Isaac Newton vs. millions of Japanese teens

Posted 07.02.2014

Less than 1% of languages have spontaneously developed a visual form. Most languages have never been written, and even English became a written language only relatively recently. Far fewer languages have developed their own writing system–almost all of them have adapted and borrowed their writing system from other languages.

There is clearly something inherently verbal about language that has made visual representations so rare. Despite the absence of language visualizations historically, it’s a hot topic now. That’s because people need to find ways to represent human communication at never-before-seen scales. The cutting edge was on display at the Workshop on Interactive Language Learning, Visualization, and Interfaces at the Annual Meeting of the Association for Computational Linguistics in Baltimore, last week.

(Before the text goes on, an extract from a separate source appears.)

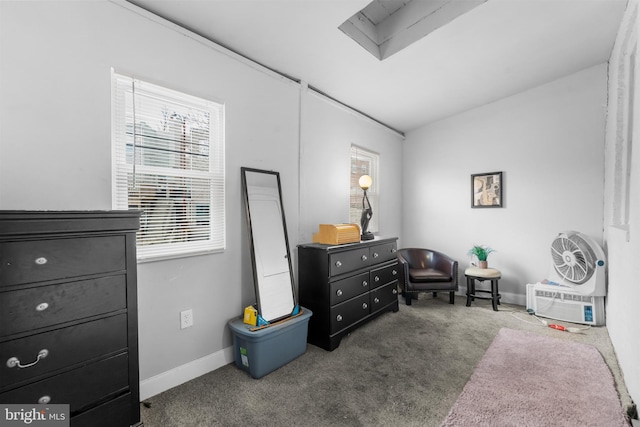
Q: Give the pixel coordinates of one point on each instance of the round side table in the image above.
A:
(474, 274)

We are proud to have sponsored the workshop by awarding travel grants (see announcement for more details).

ACL 2014. Language visualization in Baltimore.

ACL 2014. Language visualization in Baltimore has not been this popular since The Wire

Isaac Newton vs. millions of Japanese teens

Visualizing language is complicated. See our post on Petulant Punctuation where even the humble period “.” at the end of a communication can drastically change its tone. It is also very beautiful and diverse. See our post in 7 Awesome Non-English Punctuation Symbols You Need. And punctuation is just the smallest step beyond visual representation of verbal speech.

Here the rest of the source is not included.